Uses Thermo RawFileReader .NET Assemblies (NetStandard20 .dlls) found in https://github.com/thermofisherlsms/RawFileReader to convert Thermo '.raw' files to Apache '.parquet files'. Features parallel processing. Given a directory containing Thermo *.raw files, converts each to a .arrow or .parquet format in a specified output folder. Multi-threading is supported to convert many files in parallel. Typical conversion times are 1-2 minutes per *.raw file on a single thread. Currently configured for conversion on Mac and linux. Need to run pip install pythonnet and have Mono runtime.
The output files have the following fields with one entry per scan in the *.raw file.
Name | Type | Description |
---|---|---|
fileName | String | Name of the original *.raw file with the suffix removed and the .arrow suffix added |
basePeakMass | Float32 | Mass of the most intense peak in the spectrum |
scanType | String | FTMS or ITMS |
basePeakIntensity | Float32 | Intensity of the most intense peak in the spectrum |
packetType | Int32 | |
scanNumber | Int32 | Scan index of i'th scan in the .*raw file in order of occurence |
retentionTime | Float32 | Retention time recorded for the scan |
masses | LargeList{Float32} | List of masses for peaks in the centroided spectra in ascending order |
intensities | LargeList{Float32} | List of intensities for peaks in the centroiede spectra.
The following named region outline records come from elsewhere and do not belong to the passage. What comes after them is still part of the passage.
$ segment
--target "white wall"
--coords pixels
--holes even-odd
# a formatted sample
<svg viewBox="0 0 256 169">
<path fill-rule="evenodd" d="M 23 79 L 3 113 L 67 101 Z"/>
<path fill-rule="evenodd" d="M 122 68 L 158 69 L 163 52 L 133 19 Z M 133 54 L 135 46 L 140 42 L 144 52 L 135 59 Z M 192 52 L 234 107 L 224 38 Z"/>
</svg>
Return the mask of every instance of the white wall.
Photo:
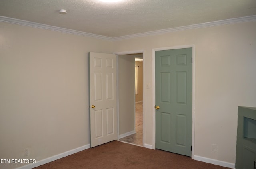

Corresponds with the peaks in masses |
lowMass | Float32 | First mass in the scan |
highMass | Float32 | Last mass in the scan |
TIC | Float32 | Summed intensity of all peaks in the scan |
FileID | String | Index of the *.raw file in order of processing |
precursorMZ | Float32 | Precursor MZ or the center of the isolation window for an MSN scan If no precursor was assigned. Missing for an MS1 scan. |
precursorCharge | Int32 | Precursor charge |
msOrder | Int32 | As in MS1, MS2, or MSN scan. Is "2" for an MS2 scan. |
scanHeader | MapArray{(utf8,utf8)} | Map Array of key-values of each scan header field for each scan. |
- -d flag sets directory to search for Thermo RawFileReader dll's
- -n flag specifies the number of threads to use
- -sf list of terms to search for in each scan header/filter. Scans that contain these words are ommited
- -o path to folder where the converted files will be saved
- -sh optional flag specified whether to parse
scanHeader
for each scan. Default isFalse
, or use--no-scan-header
.
pip install -r requirements.txt
python3 raw_to_parquet.py ../raw -d ./libs -n 12 -sf ITMS kazoo -o ./parquet_out
python .\raw_to_parquet.py ..\raw -d .\libs\ -n 12 -sf ITMS -o .\parquet_out
Note: For windows, downloading the repository as a .zip file will cause execution of the .dll files to be blocked. Instead, clone the repository as follows
git clone https://github.com/nwamsley1/ThermoRawFileToParquetConverter.git
This command converts all raw files in the "../raw" folder to a .arrow format, but excludes scans with "ITMS" or "kazoo" in the scan filter. An example scan filter is: "ITMS + p NSI t Full ms [300.0000-1100.0000]". The new files are saved into the "./parquet_out" folder. In the current directory, an "args.json" file is also generated.
import json
json_args_f = open('args.json')
json_args = json.load(json_args_f)
display(json_args)
{'raw_dir': '../raw',
'thermo_dlls': '../libs',
'scan_filter_regex_list': ['ITMS', 'kazoo'],
'num_workers': 12,
'parquet_out': './parquet_out',
'scan_header_used': true}
In the previous example running the raw file converter using command line options generated a "args.json" file specifying the options. Rather than supplying options through flags in the command line, a simple .json file can be specified as follows
python3 raw_to_parquet.py args.json
At present there are at least two major limitations
-
Will not centroid profile scans. Reading, converting, and writing, profile mode scans (ITMS scans) is slow and not efficient in terms of memory or disk space. It is recommended to only apply this tool to .raw files where the data are centroided.
-
Does not put info about pressure traces into the .parquet file. Only retrieves and writes information from the first 'MS' device. This functionality is enabled by the Thermo RawFileReader but may not be possible to implement via pythonnet.
-
Currently files are converted to ".arrow". It is possible to convert to .csv or .parquet as well. See below. The desired output format should be specifiable as a command line argument in a future version.
Parquet format
pq.write_table(self.__PaTable__,
where = f_out, #File name out
compression = 'SNAPPY'
)
Arrow Format
from pyarrow import fs
local = fs.LocalFileSystem()
with local.open_output_stream(f_out) as file:
with pa.RecordBatchFileWriter(file, self.__PaTable__.schema) as writer:
writer.write_table(self.__PaTable__)
- Needs to be tested on Windows. The only errors at present should have to do with file path compatability. Should be possible to fix this without too much trouble.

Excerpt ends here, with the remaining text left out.